AI is great when you don’t have skilled co-workers to bounce ideas off of: as an indy mostly open source developer, for a few decades I would write up five to ten pages of design notes, perhaps a few diagrams like UML sequence diagrams, and then mull over my little pile of design artifacts for a while, and then start coding. Now I still create my little pile of design artifacts but will burn tokens on Gemini in research mode to critique my ideas. Very useful.

> unless you are good at marketing.

Sorry to (not)disappoint, but it was _always_ like this.

If you analyze closely, every single solopreneurial success is based first and foremost on a successful marketing/sales. Whether by luck, hard work or being in the right place at the right time. The dev part and the product is never a main dish.

The code was never the barrier, and that's why nothing has changed in the past years. Product and marketing are the hard part, complying to regulations is another, coding is easy unless you're working on extremely niche projects
I'm not sure its a complete nail in the coffin but its definitely going to make things much harder

Lower barrier to entry = much more competition, lower prices, lower profit margins

No, the opposite is true. If you are building something good, you can do it even easier as a solo dev. The only people who will get shut down by all this is the people whose ideas were low quality, and whose only value was "I can code and you cannot."
I can only speak for myself and will say that AI coding has gotten me more involved with personal project ideas I've let just sit for years. Mostly in that I'm able to be several times more productive than I am on my own.
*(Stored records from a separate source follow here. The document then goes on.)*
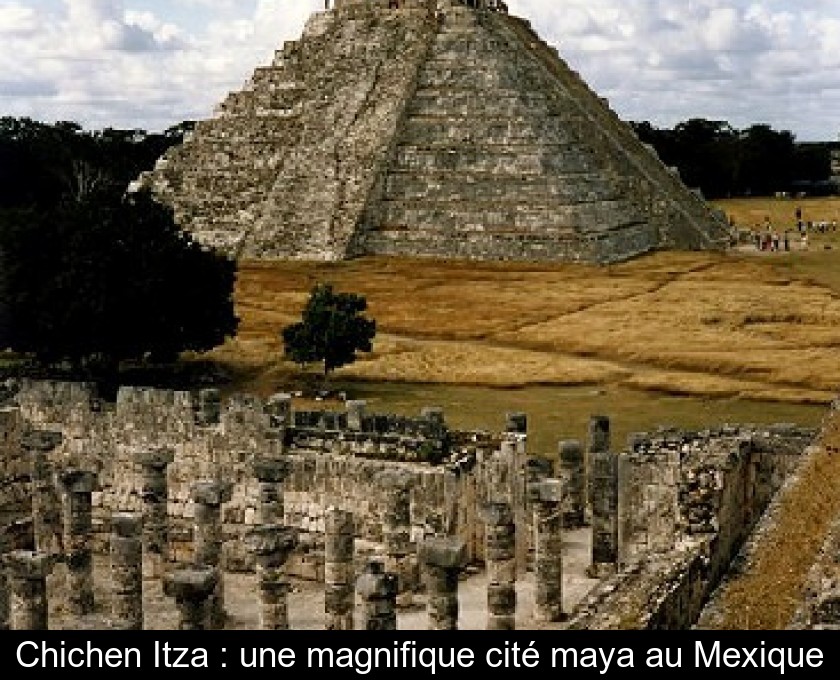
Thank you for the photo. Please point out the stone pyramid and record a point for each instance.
(445, 129)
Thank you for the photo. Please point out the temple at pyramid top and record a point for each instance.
(433, 128)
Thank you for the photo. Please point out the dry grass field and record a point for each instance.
(684, 339)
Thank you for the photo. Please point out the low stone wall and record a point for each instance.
(670, 512)
(338, 459)
(15, 492)
(687, 502)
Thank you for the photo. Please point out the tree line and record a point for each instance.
(724, 162)
(93, 278)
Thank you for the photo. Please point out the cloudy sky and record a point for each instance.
(154, 63)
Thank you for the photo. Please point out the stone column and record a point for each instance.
(271, 473)
(548, 550)
(573, 475)
(272, 545)
(396, 530)
(597, 441)
(192, 589)
(355, 414)
(28, 573)
(5, 604)
(127, 571)
(442, 559)
(208, 498)
(209, 407)
(604, 514)
(339, 569)
(155, 494)
(500, 558)
(78, 486)
(378, 592)
(46, 507)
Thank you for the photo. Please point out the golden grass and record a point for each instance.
(750, 328)
(749, 213)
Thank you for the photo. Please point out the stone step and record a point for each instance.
(584, 187)
(459, 130)
(504, 160)
(472, 215)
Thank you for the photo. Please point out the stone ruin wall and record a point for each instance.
(683, 519)
(684, 502)
(331, 464)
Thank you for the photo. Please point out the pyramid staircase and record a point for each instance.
(399, 132)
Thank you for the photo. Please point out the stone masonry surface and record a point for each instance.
(435, 129)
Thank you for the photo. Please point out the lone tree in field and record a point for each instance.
(332, 329)
(109, 279)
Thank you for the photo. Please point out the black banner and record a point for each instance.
(427, 654)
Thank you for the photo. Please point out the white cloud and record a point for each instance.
(151, 63)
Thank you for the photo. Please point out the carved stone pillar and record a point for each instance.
(604, 513)
(573, 473)
(598, 440)
(127, 571)
(400, 559)
(378, 592)
(46, 506)
(272, 545)
(155, 493)
(77, 487)
(208, 498)
(28, 573)
(442, 559)
(270, 474)
(339, 569)
(548, 550)
(500, 558)
(192, 590)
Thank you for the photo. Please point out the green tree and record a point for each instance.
(108, 279)
(332, 330)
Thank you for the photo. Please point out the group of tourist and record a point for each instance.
(769, 239)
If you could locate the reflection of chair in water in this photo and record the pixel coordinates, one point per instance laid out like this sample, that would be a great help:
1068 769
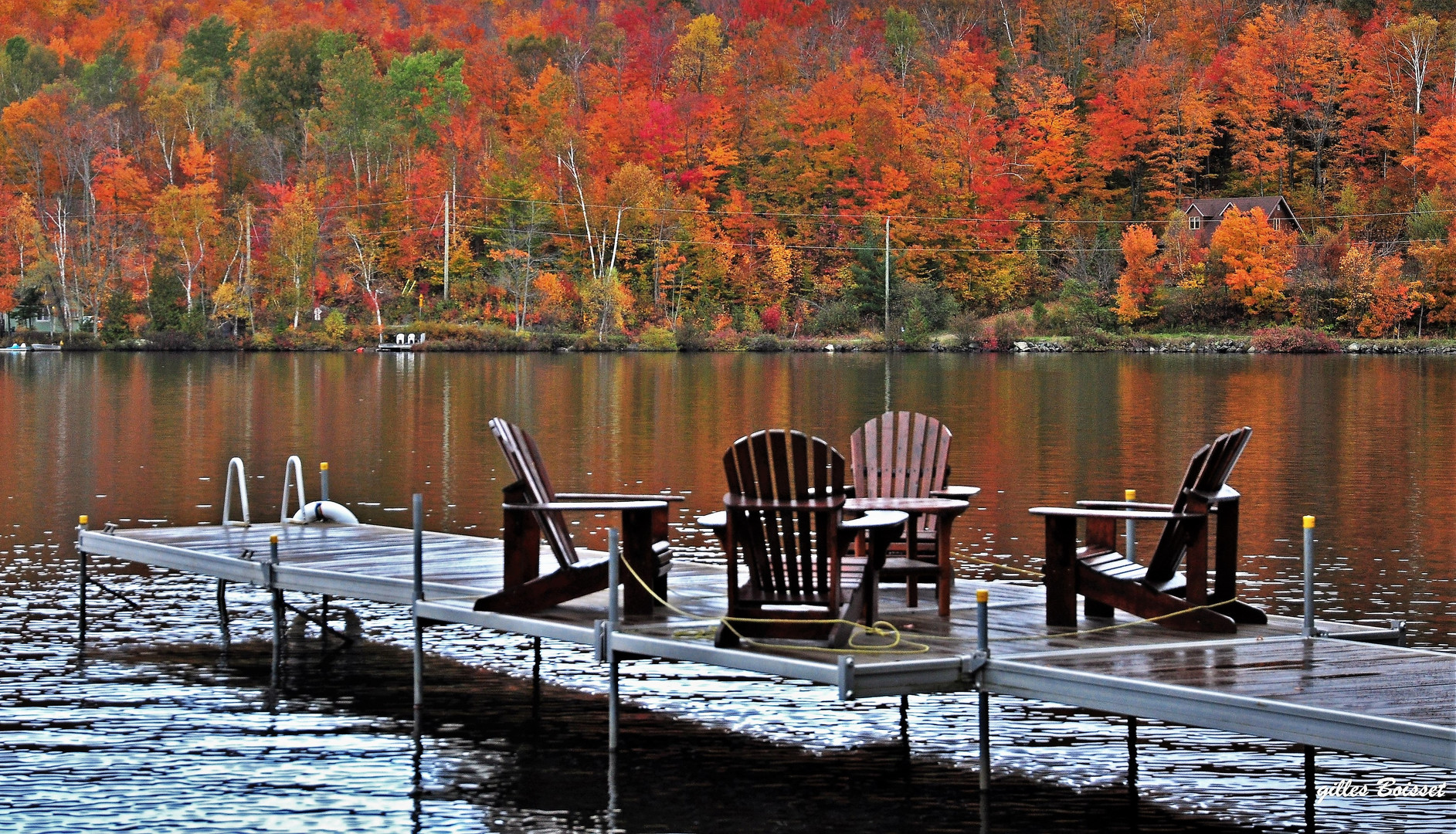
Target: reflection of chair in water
1108 580
785 521
533 508
904 455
I'm able to use the agent to scaffold small projects that let me work on a single library I can test in isolation. I'm not exactly "vibe coding" an entire application, but definitely using the AI to be more effective with my time.

If AI is so great as they say, why don't the solo developers use it?
With the ease of processing larger amounts of information, solo devs need to work on projects that decrease addiction tendencies, and increase informed political participation
Growing up I had a favorite fishing tackle shop that I'd go to all the time. In addition to selling bait and tackle, the owner also did maintenance and repairs on rods and reels.

He had a big sign out front that said, "We repair do-it-yourself repairs!"

It seems like agentic AI is an insane opportunity for solo developers!